Audio-based Kinship Verification Using Age Domain Conversion

Qiyang Sun,Alican Akman,Xin Jing,Manuel Milling,Björn W. Schuller
2024-10-15
Abstract:Audio-based kinship verification (AKV) is important in many domains, such as home security monitoring, forensic identification, and social network analysis. A key challenge in the task arises from differences in age across samples from different individuals, which can be interpreted as a domain bias in a cross-domain verification task. To address this issue, we design the notion of an "age-standardised domain" wherein we utilise the optimised CycleGAN-VC3 network to perform age-audio conversion to generate the in-domain audio. The generated audio dataset is employed to extract a range of features, which are then fed into a metric learning architecture to verify kinship. Experiments are conducted on the KAN_AV audio dataset, which contains age and kinship labels. The results demonstrate that the method markedly enhances the accuracy of kinship verification, while also offering novel insights for future kinship verification research.
Sound,Artificial Intelligence,Audio and Speech Processing
What problem does this paper attempt to address?

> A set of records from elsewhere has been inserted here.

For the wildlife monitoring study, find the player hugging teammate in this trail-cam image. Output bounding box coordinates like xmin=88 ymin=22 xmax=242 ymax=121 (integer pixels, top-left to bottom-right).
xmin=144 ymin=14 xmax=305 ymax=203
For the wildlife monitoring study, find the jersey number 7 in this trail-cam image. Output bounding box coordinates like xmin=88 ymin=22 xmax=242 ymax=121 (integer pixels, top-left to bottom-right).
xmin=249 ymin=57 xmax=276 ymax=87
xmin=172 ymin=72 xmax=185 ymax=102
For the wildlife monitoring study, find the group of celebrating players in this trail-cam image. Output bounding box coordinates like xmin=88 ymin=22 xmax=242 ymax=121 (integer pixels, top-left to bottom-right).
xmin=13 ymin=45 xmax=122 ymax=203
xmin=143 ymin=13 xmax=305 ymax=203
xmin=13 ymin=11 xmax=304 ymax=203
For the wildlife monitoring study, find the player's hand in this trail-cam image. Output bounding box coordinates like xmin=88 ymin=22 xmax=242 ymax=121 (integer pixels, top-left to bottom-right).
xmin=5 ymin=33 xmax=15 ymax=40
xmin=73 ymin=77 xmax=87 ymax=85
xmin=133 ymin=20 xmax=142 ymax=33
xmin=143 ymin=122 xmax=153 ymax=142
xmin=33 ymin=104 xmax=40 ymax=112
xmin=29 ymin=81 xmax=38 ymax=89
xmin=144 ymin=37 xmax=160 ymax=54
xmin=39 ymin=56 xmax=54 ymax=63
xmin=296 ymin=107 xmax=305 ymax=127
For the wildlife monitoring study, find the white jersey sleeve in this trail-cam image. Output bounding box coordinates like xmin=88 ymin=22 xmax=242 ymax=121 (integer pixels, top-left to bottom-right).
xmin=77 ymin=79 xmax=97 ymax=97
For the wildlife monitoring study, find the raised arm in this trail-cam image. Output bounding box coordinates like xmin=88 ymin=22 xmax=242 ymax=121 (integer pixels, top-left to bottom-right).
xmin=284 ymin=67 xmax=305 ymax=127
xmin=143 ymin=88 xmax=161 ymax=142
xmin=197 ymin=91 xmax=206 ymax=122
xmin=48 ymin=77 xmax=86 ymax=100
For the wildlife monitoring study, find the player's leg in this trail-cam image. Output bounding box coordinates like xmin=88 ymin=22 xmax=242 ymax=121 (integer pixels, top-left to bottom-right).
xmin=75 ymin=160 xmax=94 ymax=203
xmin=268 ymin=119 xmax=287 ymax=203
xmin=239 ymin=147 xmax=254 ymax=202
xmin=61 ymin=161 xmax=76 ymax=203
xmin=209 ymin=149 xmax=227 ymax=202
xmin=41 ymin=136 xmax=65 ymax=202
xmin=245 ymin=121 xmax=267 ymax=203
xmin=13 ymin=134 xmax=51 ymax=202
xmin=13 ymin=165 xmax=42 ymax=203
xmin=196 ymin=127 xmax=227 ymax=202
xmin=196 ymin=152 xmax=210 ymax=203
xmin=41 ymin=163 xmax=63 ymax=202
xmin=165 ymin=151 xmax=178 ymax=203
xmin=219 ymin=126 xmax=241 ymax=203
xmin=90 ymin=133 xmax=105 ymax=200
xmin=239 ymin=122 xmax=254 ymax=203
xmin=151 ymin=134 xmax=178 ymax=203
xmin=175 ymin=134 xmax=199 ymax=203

This paper attempts to solve the age - domain shift problem in Audio - based Kinship Verification (AKV). Specifically, the age differences between different individual samples can be regarded as the domain - shift problem in cross - domain verification tasks, which will affect the accuracy of kinship verification. ### Main problems 1. **Domain shift caused by age differences**: In audio - based kinship verification, age differences between different individuals will lead to changes in voice features, thus affecting the model's accurate identification of kinship. 2. **Deficiencies of existing methods**: Most of the existing research mainly focuses on using facial images and videos for kinship verification, while audio - based kinship verification (AKV) has not been fully explored, although audio data has unique advantages in some scenarios (such as telephone calls). ### Solutions To solve these problems, the author proposes the following methods: - **Age - standardized domain**: By using the optimized CycleGAN - VC3 network, convert audios of different ages to a unified intermediate age group, thereby reducing the impact of age differences on voice features. - **Feature extraction and metric learning**: Extract multiple features from the generated audio dataset and use a metric - learning architecture for kinship verification. ### Experimental results The experimental results show that this method significantly improves the accuracy of kinship verification, especially when dealing with cross - age - group relationships (such as father - daughter, mother - daughter). Specifically, using the optimized TripletNet model and Wav2Vec features, the overall weighted accuracy on the generated dataset reaches 71.3%, which is about 5% higher than the baseline method. ### Summary This paper effectively alleviates the age - domain shift problem in audio - based kinship verification by introducing age - conversion techniques, and improves the generalization ability and verification accuracy of the model. Future work can further consider other factors such as gender conversion to better deal with complex kinship verification tasks.